As we now know, of course, things didn’t quite work out that way. For the Gillard government’s growing army of critics, the white paper was yet another example of lofty rhetoric with little of substance committed to actually implementing policy. The policies themselves were often dismissed as statements of the bleeding obvious or contradictory manifestations of potentially incompatible strategic and economic priorities.
The question that emerges at this point is not so much whether the white paper’s proposals were as badly thought through and/or resourced as some would have us believe, but what the production and subsequent very public abandonment of such a high profile initiative tells us about foreign affairs.
In short, should we care? At the risk of cliché, do actions speak louder than words?

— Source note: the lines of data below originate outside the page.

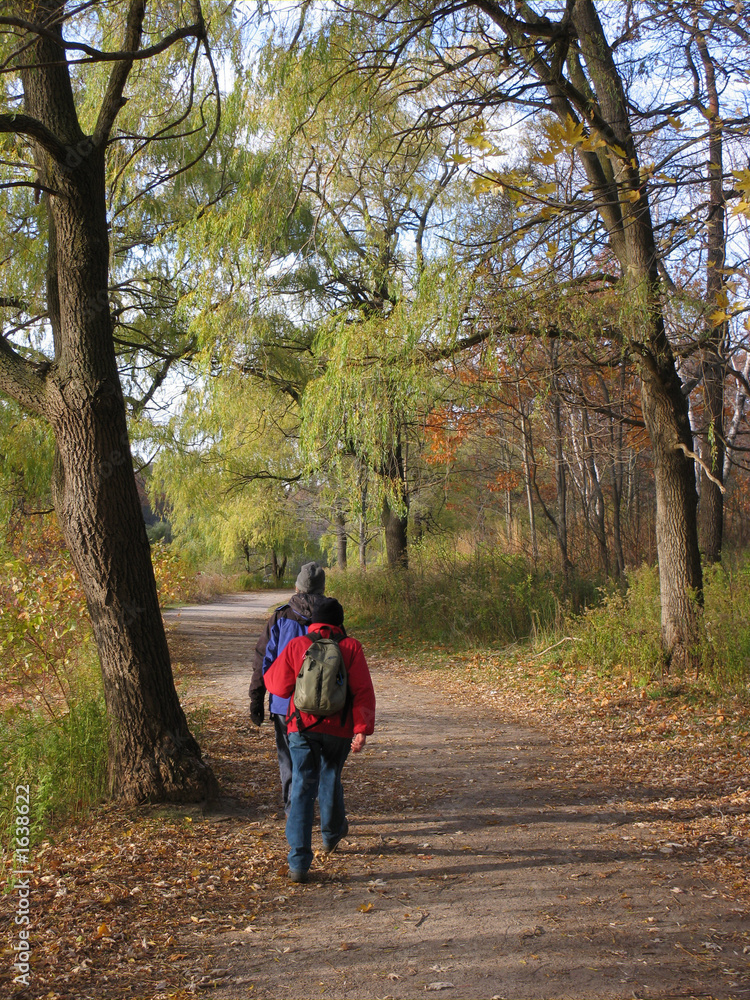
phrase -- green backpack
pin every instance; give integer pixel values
(321, 687)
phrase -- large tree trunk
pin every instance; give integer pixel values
(395, 527)
(714, 365)
(153, 756)
(622, 201)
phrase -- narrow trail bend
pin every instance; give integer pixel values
(470, 871)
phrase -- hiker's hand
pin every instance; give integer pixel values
(257, 713)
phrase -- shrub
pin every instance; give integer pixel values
(621, 630)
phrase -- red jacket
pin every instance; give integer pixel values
(281, 677)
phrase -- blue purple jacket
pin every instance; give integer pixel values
(285, 624)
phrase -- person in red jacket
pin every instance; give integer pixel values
(319, 747)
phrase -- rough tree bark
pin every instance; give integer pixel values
(153, 755)
(713, 361)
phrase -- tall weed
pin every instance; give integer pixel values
(725, 651)
(461, 600)
(61, 757)
(623, 631)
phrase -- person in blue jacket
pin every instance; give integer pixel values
(286, 623)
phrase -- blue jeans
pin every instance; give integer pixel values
(285, 760)
(317, 762)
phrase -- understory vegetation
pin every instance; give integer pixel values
(54, 731)
(495, 610)
(502, 606)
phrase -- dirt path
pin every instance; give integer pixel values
(470, 870)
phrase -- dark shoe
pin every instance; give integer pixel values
(330, 848)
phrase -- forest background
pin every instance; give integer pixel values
(452, 297)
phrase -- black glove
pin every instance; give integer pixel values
(257, 712)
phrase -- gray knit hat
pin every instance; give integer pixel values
(311, 579)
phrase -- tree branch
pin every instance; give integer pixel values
(23, 380)
(113, 98)
(696, 458)
(34, 129)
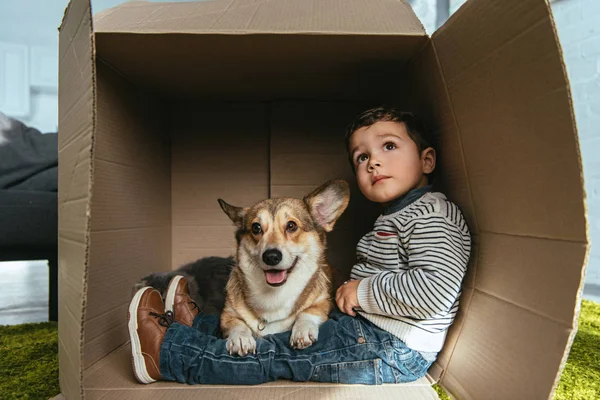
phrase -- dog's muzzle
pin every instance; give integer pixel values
(277, 277)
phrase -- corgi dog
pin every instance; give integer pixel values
(280, 280)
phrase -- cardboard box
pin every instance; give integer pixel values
(166, 107)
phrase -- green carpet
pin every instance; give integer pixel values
(29, 362)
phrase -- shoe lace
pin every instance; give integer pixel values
(165, 319)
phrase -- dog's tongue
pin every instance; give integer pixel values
(275, 276)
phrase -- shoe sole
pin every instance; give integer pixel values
(137, 358)
(171, 290)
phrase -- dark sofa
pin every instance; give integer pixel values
(28, 199)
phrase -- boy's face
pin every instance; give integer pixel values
(387, 162)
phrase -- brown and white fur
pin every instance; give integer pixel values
(281, 279)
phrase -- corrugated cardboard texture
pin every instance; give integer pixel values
(510, 98)
(76, 127)
(260, 16)
(218, 151)
(131, 218)
(227, 67)
(429, 99)
(184, 119)
(505, 78)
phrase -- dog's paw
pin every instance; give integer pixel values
(304, 334)
(241, 342)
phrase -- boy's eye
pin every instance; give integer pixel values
(361, 158)
(291, 227)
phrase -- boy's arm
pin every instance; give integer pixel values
(438, 253)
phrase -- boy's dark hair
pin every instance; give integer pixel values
(415, 129)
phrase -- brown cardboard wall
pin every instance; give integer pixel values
(430, 101)
(76, 121)
(510, 98)
(219, 150)
(131, 222)
(252, 16)
(221, 67)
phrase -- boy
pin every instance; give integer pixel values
(404, 288)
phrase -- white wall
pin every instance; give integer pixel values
(33, 26)
(34, 23)
(578, 25)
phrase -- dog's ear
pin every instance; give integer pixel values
(236, 214)
(327, 202)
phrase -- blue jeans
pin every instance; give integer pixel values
(349, 350)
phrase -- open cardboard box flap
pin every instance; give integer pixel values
(166, 107)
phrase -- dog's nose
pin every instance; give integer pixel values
(272, 257)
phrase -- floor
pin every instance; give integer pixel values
(24, 292)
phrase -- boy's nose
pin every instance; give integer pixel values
(374, 164)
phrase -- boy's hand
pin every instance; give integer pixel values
(346, 297)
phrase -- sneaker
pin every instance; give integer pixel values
(179, 302)
(148, 323)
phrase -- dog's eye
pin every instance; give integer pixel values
(291, 226)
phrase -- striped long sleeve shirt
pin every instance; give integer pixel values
(411, 267)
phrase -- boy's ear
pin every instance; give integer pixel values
(428, 160)
(236, 214)
(327, 203)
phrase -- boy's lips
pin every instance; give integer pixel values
(378, 178)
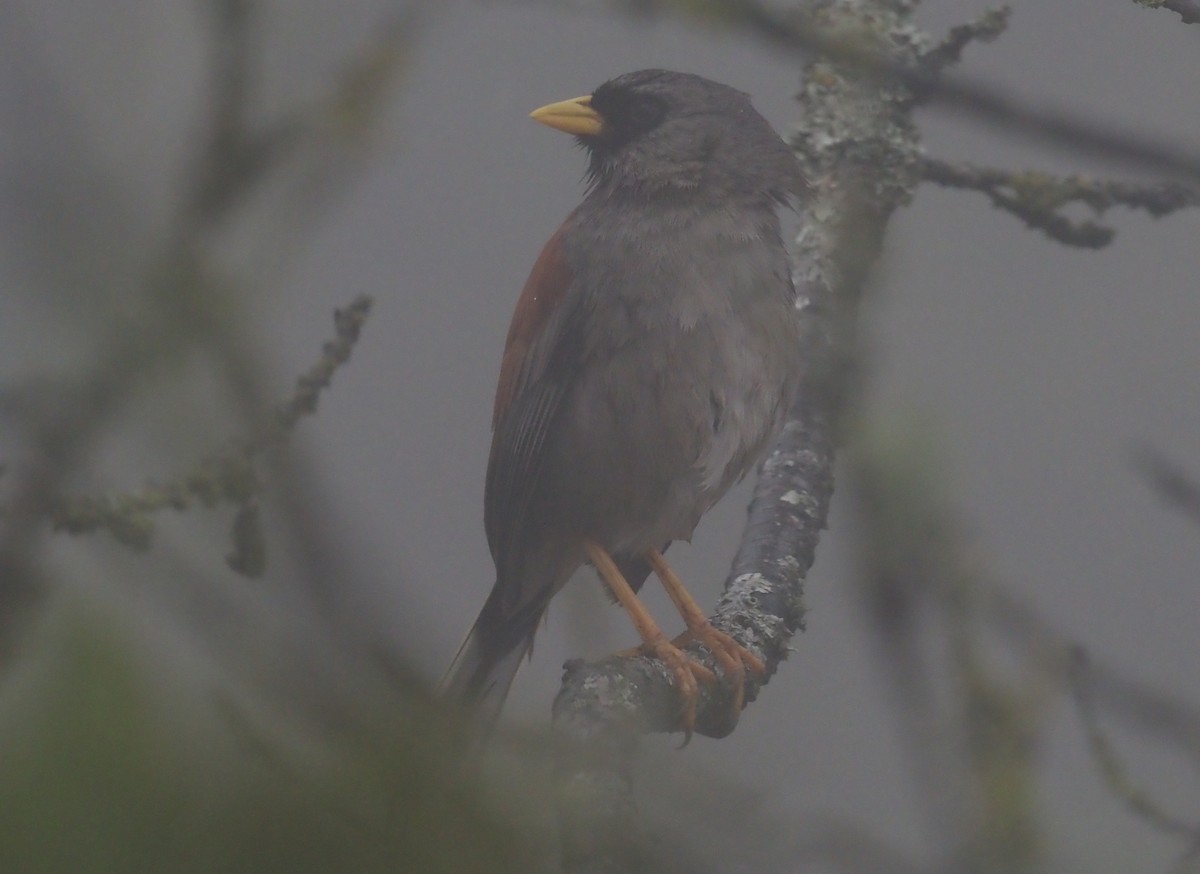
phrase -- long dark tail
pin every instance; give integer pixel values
(481, 674)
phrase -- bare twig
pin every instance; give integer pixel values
(790, 30)
(227, 476)
(949, 51)
(1037, 198)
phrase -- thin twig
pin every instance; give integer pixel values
(227, 476)
(1037, 198)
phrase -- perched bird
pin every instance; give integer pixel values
(652, 357)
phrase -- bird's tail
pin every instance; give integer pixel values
(481, 674)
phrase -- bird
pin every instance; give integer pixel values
(652, 358)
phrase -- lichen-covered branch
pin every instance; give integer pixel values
(1038, 198)
(949, 51)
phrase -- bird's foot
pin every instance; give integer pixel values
(733, 658)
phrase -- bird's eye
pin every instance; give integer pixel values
(645, 114)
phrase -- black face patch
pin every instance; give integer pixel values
(627, 113)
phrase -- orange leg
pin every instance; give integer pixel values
(733, 658)
(654, 641)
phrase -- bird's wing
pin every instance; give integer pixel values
(539, 364)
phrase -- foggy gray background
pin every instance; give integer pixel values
(1035, 367)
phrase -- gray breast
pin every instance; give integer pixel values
(690, 353)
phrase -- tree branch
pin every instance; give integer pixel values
(1038, 198)
(227, 476)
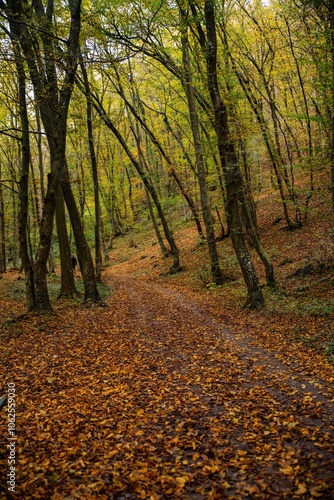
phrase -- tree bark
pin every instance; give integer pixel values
(93, 159)
(84, 255)
(232, 172)
(205, 202)
(67, 284)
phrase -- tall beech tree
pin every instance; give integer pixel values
(37, 36)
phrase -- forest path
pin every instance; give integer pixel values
(153, 398)
(248, 405)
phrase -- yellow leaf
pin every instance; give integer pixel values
(301, 489)
(287, 470)
(181, 481)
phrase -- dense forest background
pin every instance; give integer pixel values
(124, 116)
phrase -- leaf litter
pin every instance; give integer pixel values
(153, 397)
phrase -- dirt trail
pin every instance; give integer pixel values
(280, 421)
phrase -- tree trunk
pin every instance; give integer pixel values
(2, 233)
(93, 159)
(205, 202)
(67, 284)
(83, 251)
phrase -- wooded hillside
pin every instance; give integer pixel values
(187, 112)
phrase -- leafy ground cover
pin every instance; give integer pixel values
(173, 390)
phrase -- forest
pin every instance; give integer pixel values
(183, 152)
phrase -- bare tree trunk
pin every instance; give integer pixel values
(93, 159)
(67, 284)
(2, 232)
(84, 255)
(232, 172)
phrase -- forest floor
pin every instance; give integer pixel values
(173, 390)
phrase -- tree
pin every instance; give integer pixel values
(39, 48)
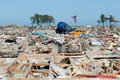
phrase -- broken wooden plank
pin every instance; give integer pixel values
(27, 71)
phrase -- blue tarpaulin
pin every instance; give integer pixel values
(63, 28)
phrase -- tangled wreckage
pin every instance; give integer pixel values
(87, 53)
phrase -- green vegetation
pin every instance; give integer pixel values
(40, 20)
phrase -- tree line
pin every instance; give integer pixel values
(105, 20)
(40, 20)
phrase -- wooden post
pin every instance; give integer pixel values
(27, 72)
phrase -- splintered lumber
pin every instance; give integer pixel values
(71, 54)
(27, 71)
(20, 66)
(95, 75)
(106, 57)
(40, 71)
(11, 64)
(41, 64)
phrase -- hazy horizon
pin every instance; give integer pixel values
(87, 11)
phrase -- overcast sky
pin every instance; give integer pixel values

Part of the answer to that depends on who is listening. White papers in particular have potentially multiple audiences, a very important part of which is international. These sort of documents are a very public ventilation of government thinking and priorities. Sometimes these make uncomfortable and convoluted reading. Deciding how to describe the relationship with China is the quintessential case in point.
Despite some tortuously ambiguous language and the occasional unforced error — the 2009 defence white paper’s nomination of China as a possible strategic threat, for example — these documents have their uses. Letting China know that the policymaking community is a bit conflicted may not be a bad thing. Foreign policymaking is an art not a science, and a politically-charged one at that. If those on the receiving end get a sense of its complex dynamics they may be less surprised by the occasional gaffe.
The contrast with China’s foreign policy process is instructive. No-one fully understands quite why China’s foreign policy as veered from being “charming” to alarming over the last couple of years, although we can make educated guesses. The fact that China is becoming at least slightly more transparent in this regard, however, is a welcome development and suggests just how useful international norms and peer pressure can be.
This is one reason why we should encourage the continuing production of white papers like Australia in the Asian Century. For all its faults, it is a useful insight into government thinking and a chance to actually invite input and critique from interested parties. How can we expect the Chinese to do this sort of thing if we are not prepared to model best transparent practice ourselves?
Of course, we don’t know that the Abbott government’s decision to junk Labor’s legacy amounts to anything more than putting yet more distance between itself and its political opponents. However, the decision not to reveal the numbers of asylum seekers reaching our shores, and the rigid discipline being applied to stop policy freelancing suggest that openness and transparency are unlikely to be the watchwords of the Abbott era.
This would be a mistake. The great redeeming feature of Paul Keating’s much-maligned and electorally disastrous “big picture” approach to Asian engagement was the impact it had on domestic politics. Who now doubts that Australia’s future is intimately bound-up with that of our immediate neighbourhood? While not many people may remember — much less have read — the Garnaut report of 1989, it made a case for economic integration with the region that has underpinned public policy ever since.
Big ideas can have an impact. They ultimately help to define both policy and more generalised attitudes, for better or worse. There may not be too many debates in public bars across the land about the merits of the Asian century white paper, but there may not be quite so much of the visceral anti-Asianism that propelled Pauline Hanson to unwanted and unmerited prominence either.
Given the Liberal Party’s patchy historical track record in this area, a few more set-piece declarations of foreign policy goals and priorities wouldn’t go amiss. Deciding how to deal with Chinese investment while keeping the National Party onside will be a major statement of the government’s priorities and one about which debate cannot be shut down.
Likewise, thinking about how to address Australia’s two-speed economy is — or ought to be — a major public policy priority. Publicly ventilating these sorts of issues might be one way of both helping to define them and giving legitimacy to the outcome.